Recommendations for new engine certification procedures, emergency checklists, aircraft equipage and pilot training are included in 34 safety recommendations the US National Transportation Safety Board has issued to certification authorities in the wake of the investigation into the US Airways Airbus A320 ditching in the Hudson river.
All 155 passengers and crew survived the 15 January 2009 Flight 1549 ditching after the CFM International CFM56-powered twinjet struck a flock of Canada geese less than 2min after departure from New York's LaGuardia airport. The NTSB attributed the survival to decision-making and crew resource management skills of the crew and availability of forward slide rafts on the aircraft.
Despite the success of ditching an aircraft that could not remain aloft because of severe core damage in both engines from ingesting a 3.6kg (8lb) bird in each powerplant, the NTSB believes the Federal Aviation Administration's ditching certification lacks guidance for pilots to determine "ditching parameters without engine thrust".
The board says that lack of information, coupled with no industry standard for flightcrew training and guidance on ditching techniques contributed to rear fuselage damage that prevented use of rear slides/rafts on the Airbus narrowbody.
Passengers evacuated into the forward rafts and the wing surfaces until help arrived.
The NTSB says that if passengers had been forced into the water there would likely to have been "serious injuries and/or fatalities" as a result of the low temperature.
US Airways was not required to use an aircraft with rafts for the route, a turn of events the NTSB called "fortuitous". As such, the NTSB is recommending that the FAA require all airline and air taxi operators to provide flotation seat cushions and life vests for all occupants, regardless of route.
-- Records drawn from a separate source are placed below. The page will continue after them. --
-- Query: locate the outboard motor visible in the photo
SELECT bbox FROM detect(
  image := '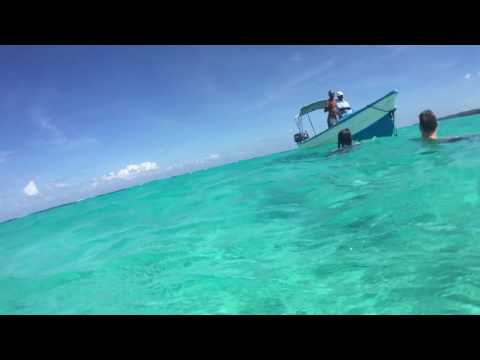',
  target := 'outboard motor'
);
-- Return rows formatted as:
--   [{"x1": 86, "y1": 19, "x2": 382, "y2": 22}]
[{"x1": 293, "y1": 131, "x2": 308, "y2": 144}]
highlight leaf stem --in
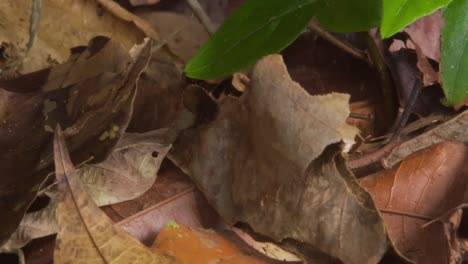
[308,23,369,63]
[366,33,397,134]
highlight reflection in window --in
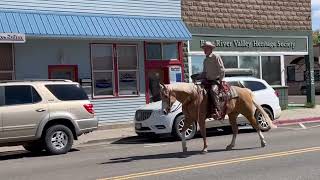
[146,43,162,60]
[117,46,138,95]
[146,43,179,60]
[91,44,114,96]
[93,72,113,96]
[243,81,267,91]
[287,66,296,81]
[163,43,178,60]
[5,86,33,105]
[239,56,260,78]
[191,55,205,74]
[119,71,138,95]
[261,56,281,85]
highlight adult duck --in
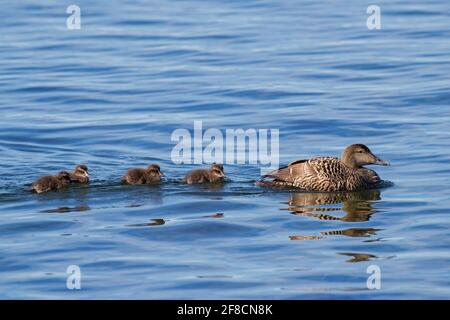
[259,144,389,192]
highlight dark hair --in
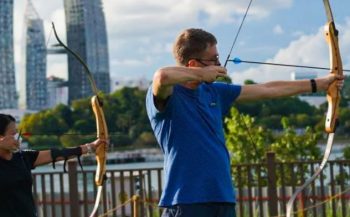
[173,29,217,66]
[0,114,16,136]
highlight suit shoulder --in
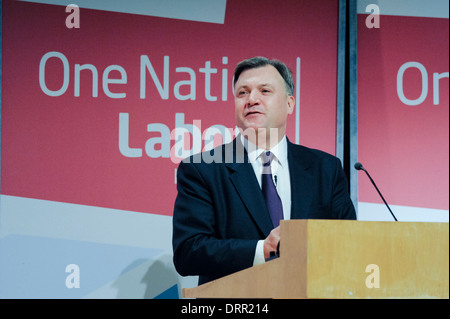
[291,144,339,161]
For engine certification, the NTSB, among other actions, is requesting a change to engine speed from 100% fan speed to the lowest expected fan speed for the small and medium flocking bird ingestion certification test, a change that will expose the engine to a larger amount of bird material.
The NTSB is also asking the FAA to re-evaluate whether only engines with an inlet size of 2.5m² (27ft²) or greater, an inlet size larger than the CFM56 inlet, should be required to undergo certification testing for large birds. The FAA will have to require airframers to develop checklists and procedures for dual engine failures at low altitudes, an aid not now available.
In addition to working with NASA to develop "technology capable of informing pilots about the continuing operational status of an engine" and requiring the installation of the resultant products on all transport aircraft equipped with full authority digital engine control systems, the NTSB wants the FAA to work with the US Department of Agriculture (USDA) to "develop and implement innovative technologies that can be installed on aircraft that would reduce the likelihood of a bird strike".
The USDA has been investigating whether the effects of pulsating lights, lasers and other methods that could be used to repel birds.